My MS specialist ordered a spinnal mri in my first meeting. She did an assessment and said that my upper back pain was due too lesions. Sure enough she was right on the ball!
Barb
I'm one of a sizable group of MSers who have only brain lesions, albeit a lot of them. However, I have relatively mild movement and strength deficits in my limbs that have been around for many years, some of which are very slowly getting worse. I also have bladder and bowel issues resulting from MS, and other abnormalities here, there and everywhere, that are frequently associated with spinal lesions.

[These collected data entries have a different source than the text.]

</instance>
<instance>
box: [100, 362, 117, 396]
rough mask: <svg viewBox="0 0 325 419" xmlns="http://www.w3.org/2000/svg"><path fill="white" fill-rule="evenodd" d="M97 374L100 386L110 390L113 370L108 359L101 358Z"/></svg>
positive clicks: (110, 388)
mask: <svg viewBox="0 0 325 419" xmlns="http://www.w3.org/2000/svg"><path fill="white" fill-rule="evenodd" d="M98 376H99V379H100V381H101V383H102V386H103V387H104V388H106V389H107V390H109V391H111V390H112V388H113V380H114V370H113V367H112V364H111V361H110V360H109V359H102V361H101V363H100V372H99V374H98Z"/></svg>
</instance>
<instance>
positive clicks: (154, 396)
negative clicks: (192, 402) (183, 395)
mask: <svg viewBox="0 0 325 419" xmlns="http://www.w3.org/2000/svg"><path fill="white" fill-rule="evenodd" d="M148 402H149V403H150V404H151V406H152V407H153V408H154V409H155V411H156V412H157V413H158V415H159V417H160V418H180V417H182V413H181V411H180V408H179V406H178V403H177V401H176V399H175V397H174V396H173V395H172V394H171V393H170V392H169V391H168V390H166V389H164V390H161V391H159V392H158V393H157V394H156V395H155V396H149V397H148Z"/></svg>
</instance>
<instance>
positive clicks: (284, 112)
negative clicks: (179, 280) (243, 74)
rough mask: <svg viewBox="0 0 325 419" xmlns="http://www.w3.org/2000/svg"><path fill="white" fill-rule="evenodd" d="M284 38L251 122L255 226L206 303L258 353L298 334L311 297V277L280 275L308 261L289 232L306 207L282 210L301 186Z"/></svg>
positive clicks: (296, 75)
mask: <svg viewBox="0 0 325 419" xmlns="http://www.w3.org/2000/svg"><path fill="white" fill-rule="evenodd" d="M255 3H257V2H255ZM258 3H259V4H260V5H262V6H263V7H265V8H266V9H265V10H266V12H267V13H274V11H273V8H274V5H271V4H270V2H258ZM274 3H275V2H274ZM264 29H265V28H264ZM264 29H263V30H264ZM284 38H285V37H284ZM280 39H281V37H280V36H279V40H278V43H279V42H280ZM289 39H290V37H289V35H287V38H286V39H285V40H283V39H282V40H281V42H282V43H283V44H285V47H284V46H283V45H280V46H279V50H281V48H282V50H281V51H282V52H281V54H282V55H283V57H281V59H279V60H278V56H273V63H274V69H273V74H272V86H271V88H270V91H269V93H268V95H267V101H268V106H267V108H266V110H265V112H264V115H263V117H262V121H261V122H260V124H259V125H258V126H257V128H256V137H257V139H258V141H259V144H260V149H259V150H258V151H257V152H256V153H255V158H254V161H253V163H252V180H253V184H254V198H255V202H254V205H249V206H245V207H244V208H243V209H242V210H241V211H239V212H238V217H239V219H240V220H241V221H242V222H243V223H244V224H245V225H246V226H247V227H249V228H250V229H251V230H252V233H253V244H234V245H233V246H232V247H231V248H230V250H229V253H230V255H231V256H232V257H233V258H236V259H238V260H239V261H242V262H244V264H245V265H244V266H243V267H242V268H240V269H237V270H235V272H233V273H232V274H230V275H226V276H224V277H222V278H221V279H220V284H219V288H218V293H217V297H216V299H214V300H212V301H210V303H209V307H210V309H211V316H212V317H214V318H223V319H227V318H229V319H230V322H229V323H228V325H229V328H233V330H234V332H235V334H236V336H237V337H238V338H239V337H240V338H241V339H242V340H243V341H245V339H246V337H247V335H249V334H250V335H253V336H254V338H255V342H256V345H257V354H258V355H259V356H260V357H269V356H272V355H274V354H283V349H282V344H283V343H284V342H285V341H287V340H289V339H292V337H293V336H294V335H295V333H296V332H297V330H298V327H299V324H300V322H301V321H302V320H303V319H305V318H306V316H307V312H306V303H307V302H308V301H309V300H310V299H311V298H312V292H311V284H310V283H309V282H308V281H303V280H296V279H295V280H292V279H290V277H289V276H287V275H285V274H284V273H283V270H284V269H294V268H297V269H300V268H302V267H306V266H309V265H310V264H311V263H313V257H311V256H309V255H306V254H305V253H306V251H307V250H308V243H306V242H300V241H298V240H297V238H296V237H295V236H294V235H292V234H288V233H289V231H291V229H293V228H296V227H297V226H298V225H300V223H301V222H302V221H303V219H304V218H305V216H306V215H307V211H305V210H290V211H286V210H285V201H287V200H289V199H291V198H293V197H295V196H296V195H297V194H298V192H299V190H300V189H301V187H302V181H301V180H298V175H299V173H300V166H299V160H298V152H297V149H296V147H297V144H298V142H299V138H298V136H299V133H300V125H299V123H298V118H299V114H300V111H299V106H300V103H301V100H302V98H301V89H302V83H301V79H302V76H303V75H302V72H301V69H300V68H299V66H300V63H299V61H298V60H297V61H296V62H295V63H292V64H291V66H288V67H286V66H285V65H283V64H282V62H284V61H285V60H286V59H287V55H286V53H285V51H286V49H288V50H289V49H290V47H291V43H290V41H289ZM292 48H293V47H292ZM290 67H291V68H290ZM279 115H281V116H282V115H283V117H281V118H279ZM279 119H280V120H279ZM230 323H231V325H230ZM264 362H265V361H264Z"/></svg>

My neuros past and present have clearly conveyed to me that the brain can and does cause all the issues I have. Lesions on the spinal cord cannot cause symptoms occurring above their locations, so could not account for trigeminal neuralgia, for instance, but lesions in the brain can cause almost anything. Not l'hermittes, though, and I'm trying to think of more examples.
ess
I think it is veery hard to draw definitive conlusions about lesion loction and symptoms. I have lesions in my brain, c-spine and t-spine, but have never had any sort of banding in my torso, trigeminal neurolgia, opical neuritis or vertigo.
Kyle
If you have no symptoms caused by the head then it would be spinal lesions in MS. Neurologists can tell from a neurological exam if spinal lesions are possible and order a MRI. With the neurological exam they can tell where the damage is in your Central Nervous System. That is why neurologists do not order many Spinal MRIs because it is not necessary. If you only had trouble walking and nothing else and your reflexes and such showed it was not your brain then they would look at spinal.
Alex
Spine lesions are easy to find, because they 'band' around the torso. I have lesions at T6-T8 and at T12, and I have numb spots on my torso around those spots. I also have arm and leg spasticity and right leg weakness.
Brain lesions can cause symptoms in various locations in your body, but are more likely to be the cause of trigeminal neuralgia, cognitive impairment, optic neuritis, vertigo, dysphagia, etc.